И лектор её верный ученик- из экономиста-математика переучился на буржуазного идеолога. Сотни страниц словоблудия Мизеса заняли сто минут в кратком изложении того, что можно изложить минут за десять. Марксистская политэкономия объясняет что такое капитал, мейнстрим буржуазной матэкономтики ничего не объясняет, зато занятно описывает в терминах теории игр и теории стохпроцессов и это считается самодостаточным. В книжках Мизеса нет ни содержательных объяснений, ни математического формализма? На кой черт они тогда сдались? «Экономическая теория» сводиться к тому, что «люди обмениваются... потому что они обмениваются» - никакого исторического объяснения, почему общественное производство на определенном этапе требует посредования в форме обмена товарами нет и в помине. Сам предмет экономической теории понимается столь экзотично, что имеет самое отдаленное отношение к производственной деятельности человека. И скорее напоминает коллекционирование фантиков. Вообще содержание человеческой деятельности в книге «Человеческая деятельность» не рассматривается вовсе. Деятельность по Мизесу это не деятельность по Щедровицкому, она не операциональна и не субстанциональна, не activity а action - «актность» - совокупность единичных нерасчленяемых актов абстрактного выбора между наилучшими благами для абстрактного же обладания. Традиционная для буржуазной экономической теории подмена человеческой деятельности вообще предпринимательской деятельностью, т. е. специфической деятельностью по присвоению деятельности других людей и превращению её в меновую стоимость, у Мизеса и других последователей австрийской школы осуществляется столь вульгарно,, что даже сама предпринимательская деятельность отождествляется с некоей её абстракцией. Обрушиваясь на марксистский принцип партийности истины, Мизес являет собой ярчайшую его иллюстрацию, будучи оголтелым буржуазным идеологом, что даже и не скрывается. Свобода предпринимательства просто провозглашается как лучший способ достичь свободы (предпринимательства), и все остальные «доказательства» выдержаны в том же духе — провозглашение бессмысленных тавтологий, шельмование оппонентов и полное непонимание альтернативных взглядов. Несомненно такая книга заслуживает перевода — хотя бы затем что бы все, справедливо не доверяя советскому агитпропу, могли воочию убедиться в убожестве буржуазной идеологии.

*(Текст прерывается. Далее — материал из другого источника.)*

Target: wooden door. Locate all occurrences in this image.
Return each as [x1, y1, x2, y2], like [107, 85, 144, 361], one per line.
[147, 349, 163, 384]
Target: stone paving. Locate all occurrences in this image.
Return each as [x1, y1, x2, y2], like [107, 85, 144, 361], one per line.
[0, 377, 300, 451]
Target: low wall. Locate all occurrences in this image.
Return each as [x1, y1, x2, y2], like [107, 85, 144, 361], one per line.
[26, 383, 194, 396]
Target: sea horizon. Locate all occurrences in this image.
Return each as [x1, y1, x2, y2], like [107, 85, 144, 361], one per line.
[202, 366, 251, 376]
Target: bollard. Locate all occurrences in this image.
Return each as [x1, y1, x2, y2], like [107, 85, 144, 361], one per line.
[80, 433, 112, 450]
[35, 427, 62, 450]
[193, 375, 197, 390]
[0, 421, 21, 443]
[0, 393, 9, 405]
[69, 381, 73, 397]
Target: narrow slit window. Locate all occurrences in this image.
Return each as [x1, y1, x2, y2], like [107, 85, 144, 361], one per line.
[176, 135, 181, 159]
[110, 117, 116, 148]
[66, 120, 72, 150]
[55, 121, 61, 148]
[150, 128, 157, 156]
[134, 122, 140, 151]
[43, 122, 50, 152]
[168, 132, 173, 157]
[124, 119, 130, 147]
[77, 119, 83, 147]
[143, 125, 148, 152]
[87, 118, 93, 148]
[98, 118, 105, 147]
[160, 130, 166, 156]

> Марксистская политэкономия объясняет что такое капитал, мейнстрим буржуазной матэкономтики ничего не объясняет, зато занятно описывает в терминах теории игр и теории стохпроцессов и это считается самодостаточным. В книжках Мизеса нет ни содержательных объяснений, ни математического формализма? На кой черт они тогда сдались?
У них социология такая же. Те книжки из западного мейнстрима по математическому моделированию социальных процессов которые я видел построены так же. Это онаученная религия. Мы из католических ученых знаем только Галилея и Коперника, а их были тысячи. И все трудились во славу божию. Новое средневековье уже не метафора.
… можно было бы перефразировать известное изречение.
>> Марксистская политэкономия объясняет что такое капитал, мейнстрим буржуазной матэкономтики ничего не объясняет, зато занятно описывает в терминах теории игр и теории стохпроцессов и это считается самодостаточным. В книжках Мизеса нет ни содержательных объяснений, ни математического формализма? На кой черт они тогда сдались?
>
>У них социология такая же. Те книжки из западного мейнстрима по математическому моделированию социальных процессов которые я видел построены так же. Это онаученная религия. Мы из католических ученых знаем только Галилея и Коперника, а их были тысячи. И все трудились во славу божию. Новое средневековье уже не метафора.
Вынужден вступиться за «честь» западной социологии — всё же это наиболее «левая» из гуманитарных академических дисциплин современного капиталистического мира. Другой то всё равно нет — из отечественных мыслителей только Шушарин осилил критику социологии, а достижения прочих носят скорее национальный, чем всемирный характер. То что Вы описываете присуще лишь части социологической традиций, в основном «мейнстриму» американской социологии, восходящему к чикагской социологической школе, к Мертону и Парсонсу (чьи учения некогда были почти догмой для буржуазных социологов) — все эти направления Коллинз объяснил под названием «рациональной» социологической традиции, действительно экспортирующей методы из экономики, и этим добивающейся успеха в прояснении некоторых частных вопросов (и этим такая социология полезнее мизесианства). Проблема то в том что математика мало полезна (если не брать чисто технический аспект статистики) для иллюстрации наиболее интересных социологических концепций (Бурдье и Валлерстайн тоже ведь социологи), но это не значит что не надо пытаться.